Monday, July 13th, 2015

[by Mark Safranski, a.k.a. “zen“]

Hit Half-Price Books recently….

         

Leadership by James MacGregor Burns
How to Create a Mind by Ray Kurzweil
Goebbels by Peter Longerich
I Will Bear Witness by Victor Klemperer
The Red Baron (Autobiography)
Memoir of a Revolutionary by Milovan Djilas
The Haunted Wood by Alexander Vassiliev and Allen Weinstein
The Coming Anarchy by Robert Kaplan
The Signal and the Noise: The Art and Science of Prediction by Nate Silver

The Haunted Wood was once groundbreaking and provocative and is now a classic of Cold War studies. Allen Weinstein, the former Archivist of the United States, died a month ago but he was better known as one of the historians who exposed that Alger Hiss was indeed the Soviet spy, traitor and secret Communist inside the Roosevelt administration State Department that Whittaker Chambers and Richard Nixon said he was, an achievement that did not endear Weinstein to the dwindling band of hardcore leftist Hiss apologists at The Nation magazine.

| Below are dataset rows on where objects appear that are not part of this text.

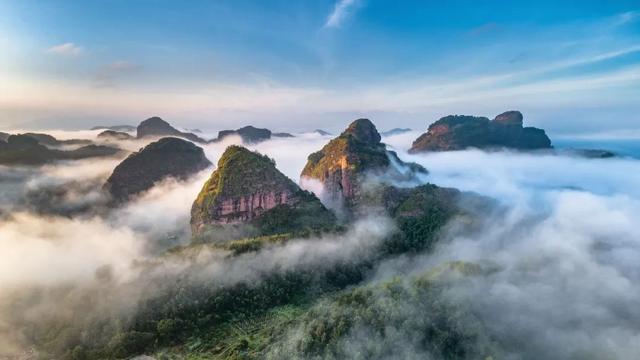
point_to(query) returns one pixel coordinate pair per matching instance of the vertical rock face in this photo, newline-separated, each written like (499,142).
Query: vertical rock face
(156,127)
(342,164)
(246,188)
(167,157)
(458,132)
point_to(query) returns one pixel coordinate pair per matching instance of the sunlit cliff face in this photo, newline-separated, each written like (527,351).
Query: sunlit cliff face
(564,233)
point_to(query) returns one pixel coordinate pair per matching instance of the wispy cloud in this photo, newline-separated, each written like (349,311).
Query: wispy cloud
(626,17)
(340,12)
(66,49)
(107,75)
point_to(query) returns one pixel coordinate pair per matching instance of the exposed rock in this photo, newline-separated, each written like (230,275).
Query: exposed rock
(281,135)
(24,149)
(167,157)
(124,128)
(395,131)
(588,153)
(458,132)
(249,134)
(156,127)
(247,190)
(114,135)
(346,161)
(321,132)
(48,140)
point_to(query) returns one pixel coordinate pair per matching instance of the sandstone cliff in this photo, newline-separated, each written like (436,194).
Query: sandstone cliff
(458,132)
(167,157)
(346,161)
(156,127)
(247,189)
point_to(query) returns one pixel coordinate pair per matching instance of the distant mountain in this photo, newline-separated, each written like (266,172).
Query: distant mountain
(167,157)
(249,134)
(395,131)
(25,149)
(321,132)
(282,135)
(46,139)
(114,135)
(126,128)
(247,196)
(156,127)
(343,164)
(458,132)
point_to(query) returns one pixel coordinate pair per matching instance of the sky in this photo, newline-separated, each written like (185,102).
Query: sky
(572,67)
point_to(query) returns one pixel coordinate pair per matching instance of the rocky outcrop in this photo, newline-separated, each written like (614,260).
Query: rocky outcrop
(156,127)
(346,161)
(124,128)
(25,149)
(458,132)
(247,189)
(111,135)
(249,134)
(282,135)
(167,157)
(395,131)
(48,140)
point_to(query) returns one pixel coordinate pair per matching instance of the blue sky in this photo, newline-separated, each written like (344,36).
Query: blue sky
(570,66)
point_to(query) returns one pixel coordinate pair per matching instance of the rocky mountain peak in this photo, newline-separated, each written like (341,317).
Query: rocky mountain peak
(458,132)
(511,118)
(156,127)
(342,165)
(247,189)
(363,130)
(167,157)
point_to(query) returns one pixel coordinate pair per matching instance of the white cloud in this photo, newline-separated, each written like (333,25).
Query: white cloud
(626,17)
(341,10)
(107,75)
(66,49)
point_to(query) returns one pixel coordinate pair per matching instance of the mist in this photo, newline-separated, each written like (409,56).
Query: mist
(563,240)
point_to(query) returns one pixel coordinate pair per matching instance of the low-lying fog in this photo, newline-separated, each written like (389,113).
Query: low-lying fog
(567,248)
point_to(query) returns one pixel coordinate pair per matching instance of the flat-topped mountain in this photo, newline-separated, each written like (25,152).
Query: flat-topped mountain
(458,132)
(249,134)
(343,164)
(25,149)
(246,192)
(114,135)
(321,132)
(127,128)
(395,131)
(48,140)
(156,127)
(167,157)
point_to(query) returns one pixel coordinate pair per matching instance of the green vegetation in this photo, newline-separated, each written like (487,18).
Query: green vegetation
(226,206)
(373,321)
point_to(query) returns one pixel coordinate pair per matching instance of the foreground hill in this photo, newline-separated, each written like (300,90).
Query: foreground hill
(248,194)
(458,132)
(25,149)
(167,157)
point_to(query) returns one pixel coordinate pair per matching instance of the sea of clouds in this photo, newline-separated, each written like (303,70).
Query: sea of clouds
(565,241)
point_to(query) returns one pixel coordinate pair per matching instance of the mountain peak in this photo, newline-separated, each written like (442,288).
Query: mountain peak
(363,130)
(167,157)
(248,192)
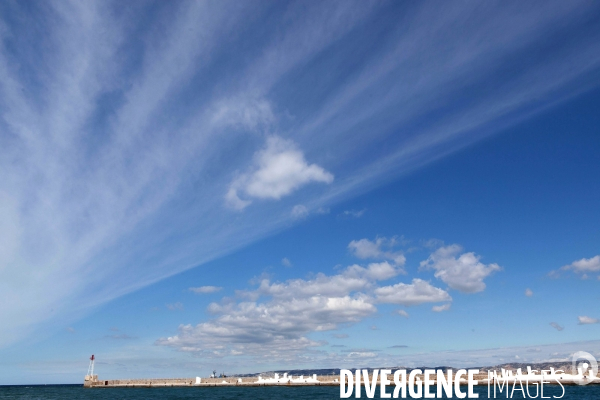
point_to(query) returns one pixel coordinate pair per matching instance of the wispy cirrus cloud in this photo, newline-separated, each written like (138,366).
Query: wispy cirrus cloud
(120,141)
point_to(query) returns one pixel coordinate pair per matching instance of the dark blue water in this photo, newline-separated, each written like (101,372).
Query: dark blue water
(288,393)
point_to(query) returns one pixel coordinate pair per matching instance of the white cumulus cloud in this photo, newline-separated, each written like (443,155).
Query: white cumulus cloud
(417,292)
(585,320)
(583,266)
(380,248)
(443,307)
(464,273)
(278,170)
(205,289)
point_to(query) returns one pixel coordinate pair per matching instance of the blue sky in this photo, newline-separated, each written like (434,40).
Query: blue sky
(246,186)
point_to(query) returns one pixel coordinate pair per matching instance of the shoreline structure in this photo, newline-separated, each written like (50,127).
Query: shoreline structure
(549,376)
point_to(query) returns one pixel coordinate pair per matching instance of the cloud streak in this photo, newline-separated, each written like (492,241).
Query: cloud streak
(120,141)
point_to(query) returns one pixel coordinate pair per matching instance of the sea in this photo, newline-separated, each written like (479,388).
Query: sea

Milovan Djilas was a man who epitomized the same conflict as the Hiss-Chambers trial.  The right hand to Tito in the Yugoslav Communist Party, Djilas was the highest ranking Communist official to become a dissident and critic, moving politically from convinced Stalinist to an advocate of free elections and liberal democracy. Djilas shrewdly analyzed the Communist nomenklatura as an oppressive and parasitic oligarchy in The New Class.

What are you reading?

 

Two Mini Reviews

Monday, June 29th, 2015

[by Mark Safranski, a.k.a. “zen“]

I have a tremendous backlog of good books to review that I have read in recent months and I am facing the fact that it is dubious that I will ever to get to feature most of them here.  As a stopgap, I am going to try a few mini-reviews instead of the more noteworthy, or at least interesting, titles. Here are two:

1. Stalin: Volume I Paradoxes of Power

Stalin: Vol. 1: Paradoxes of Power 1878-1928  by Stephen Kotkin

Eminent diplomatic historian John Lewis Gaddis praises Princeton’s Stephen Kotkin for his new biography, calling it “A monumental achievement”. This is certainly correct. Kotkin has done more than break new ground with Stalin: Paradoxes of Power; in my view it is arguably the best book on Joseph Stalin ever written.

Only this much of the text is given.